Question

When 0.560 mol butane (C4H10) combusts in excess oxygen gas, 75.3 g carbon dioxide (molar mass 44.01 g/mol) forms. What is the percent yield of this reaction? 2 C4H10 (g) + 13 O2 (g) --> 8 CO2 (g) + 10 H2O (g) 98.6% 3.06% 76.4% 1.31%

Answer 1

The percent yield of this reaction is approximately 164.7%.

Step-by-step explanation:

To calculate the percent yield of a reaction, we need to compare the actual yield to the theoretical yield.
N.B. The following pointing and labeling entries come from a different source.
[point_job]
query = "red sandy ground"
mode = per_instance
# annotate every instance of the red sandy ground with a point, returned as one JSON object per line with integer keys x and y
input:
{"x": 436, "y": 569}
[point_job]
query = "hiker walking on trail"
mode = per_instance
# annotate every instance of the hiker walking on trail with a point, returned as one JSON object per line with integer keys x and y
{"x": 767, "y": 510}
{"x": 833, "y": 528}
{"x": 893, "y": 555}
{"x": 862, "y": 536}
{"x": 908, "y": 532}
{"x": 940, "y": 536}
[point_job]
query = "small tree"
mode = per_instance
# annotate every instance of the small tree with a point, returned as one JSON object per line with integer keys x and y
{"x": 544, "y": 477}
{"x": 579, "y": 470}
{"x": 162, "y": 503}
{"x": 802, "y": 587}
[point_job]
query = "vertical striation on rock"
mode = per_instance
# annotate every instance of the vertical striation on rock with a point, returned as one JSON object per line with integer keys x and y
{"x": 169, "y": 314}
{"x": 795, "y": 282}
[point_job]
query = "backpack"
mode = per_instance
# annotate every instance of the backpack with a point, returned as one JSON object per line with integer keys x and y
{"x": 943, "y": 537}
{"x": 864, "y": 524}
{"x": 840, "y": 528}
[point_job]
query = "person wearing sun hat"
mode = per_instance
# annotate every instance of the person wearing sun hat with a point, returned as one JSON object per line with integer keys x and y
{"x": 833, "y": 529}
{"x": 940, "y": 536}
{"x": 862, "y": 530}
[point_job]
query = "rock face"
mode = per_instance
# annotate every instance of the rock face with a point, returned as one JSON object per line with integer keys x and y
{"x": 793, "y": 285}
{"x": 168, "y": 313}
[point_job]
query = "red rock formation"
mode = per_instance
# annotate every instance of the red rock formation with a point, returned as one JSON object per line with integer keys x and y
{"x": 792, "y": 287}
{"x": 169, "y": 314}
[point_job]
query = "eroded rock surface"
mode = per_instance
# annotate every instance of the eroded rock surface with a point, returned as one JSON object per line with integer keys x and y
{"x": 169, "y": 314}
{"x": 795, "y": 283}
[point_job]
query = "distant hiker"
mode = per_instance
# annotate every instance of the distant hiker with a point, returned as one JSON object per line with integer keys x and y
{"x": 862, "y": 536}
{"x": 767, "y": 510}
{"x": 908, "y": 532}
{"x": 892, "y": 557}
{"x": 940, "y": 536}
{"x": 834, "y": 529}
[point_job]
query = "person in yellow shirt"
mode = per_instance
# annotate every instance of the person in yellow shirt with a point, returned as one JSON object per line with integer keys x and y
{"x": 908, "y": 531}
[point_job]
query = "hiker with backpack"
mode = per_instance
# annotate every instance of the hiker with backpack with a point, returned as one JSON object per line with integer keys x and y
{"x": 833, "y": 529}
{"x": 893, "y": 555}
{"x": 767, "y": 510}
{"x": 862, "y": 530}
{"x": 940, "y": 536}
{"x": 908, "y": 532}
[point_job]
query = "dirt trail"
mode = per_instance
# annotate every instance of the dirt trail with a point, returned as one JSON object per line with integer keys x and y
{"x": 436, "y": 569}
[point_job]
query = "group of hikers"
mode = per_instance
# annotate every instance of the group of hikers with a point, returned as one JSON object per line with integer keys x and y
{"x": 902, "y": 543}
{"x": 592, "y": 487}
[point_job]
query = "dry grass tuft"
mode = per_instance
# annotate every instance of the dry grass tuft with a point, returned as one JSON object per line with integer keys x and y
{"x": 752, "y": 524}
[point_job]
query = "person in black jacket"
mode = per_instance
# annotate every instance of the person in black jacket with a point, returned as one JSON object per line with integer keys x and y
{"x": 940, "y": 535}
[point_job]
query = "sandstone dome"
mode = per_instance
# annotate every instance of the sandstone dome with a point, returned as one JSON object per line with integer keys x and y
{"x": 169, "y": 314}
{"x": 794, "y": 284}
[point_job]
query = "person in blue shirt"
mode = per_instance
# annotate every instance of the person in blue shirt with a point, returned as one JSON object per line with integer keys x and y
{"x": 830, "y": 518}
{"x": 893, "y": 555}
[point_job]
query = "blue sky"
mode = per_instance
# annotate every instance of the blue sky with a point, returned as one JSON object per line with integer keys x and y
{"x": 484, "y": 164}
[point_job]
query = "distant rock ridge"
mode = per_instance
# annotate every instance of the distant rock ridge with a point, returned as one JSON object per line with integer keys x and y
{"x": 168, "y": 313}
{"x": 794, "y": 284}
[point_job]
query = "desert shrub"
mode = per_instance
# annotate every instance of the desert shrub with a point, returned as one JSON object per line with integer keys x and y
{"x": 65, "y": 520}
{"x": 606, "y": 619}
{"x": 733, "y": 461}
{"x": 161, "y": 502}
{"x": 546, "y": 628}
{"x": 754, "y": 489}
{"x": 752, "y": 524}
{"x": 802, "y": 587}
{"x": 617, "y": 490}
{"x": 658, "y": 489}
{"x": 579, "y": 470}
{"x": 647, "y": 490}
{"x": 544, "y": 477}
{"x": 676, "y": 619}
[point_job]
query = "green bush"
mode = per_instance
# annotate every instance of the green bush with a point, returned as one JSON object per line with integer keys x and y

The theoretical yield is the amount of product that would be obtained if the reaction proceeded perfectly according to stoichiometry. In this case, from the balanced equation, we can see that 2 moles of C4H10 produce 8 moles of CO2. So, the theoretical yield of CO2 can be calculated using the mole ratio:

(75.3 g CO2) x (1 mol CO2/44.01 g CO2) x (2 mol C4H10/8 mol CO2) = 0.340 mol CO2

The percent yield can then be calculated using the formula:

Percent Yield = (Actual yield/Theoretical yield) x 100%

Given that the actual yield is 0.560 mol and the theoretical yield is 0.340 mol, we can substitute these values into the formula:

Percent Yield = (0.560 mol/0.340 mol) x 100% = 164.7%

Therefore, the percent yield of this reaction is approximately 164.7%.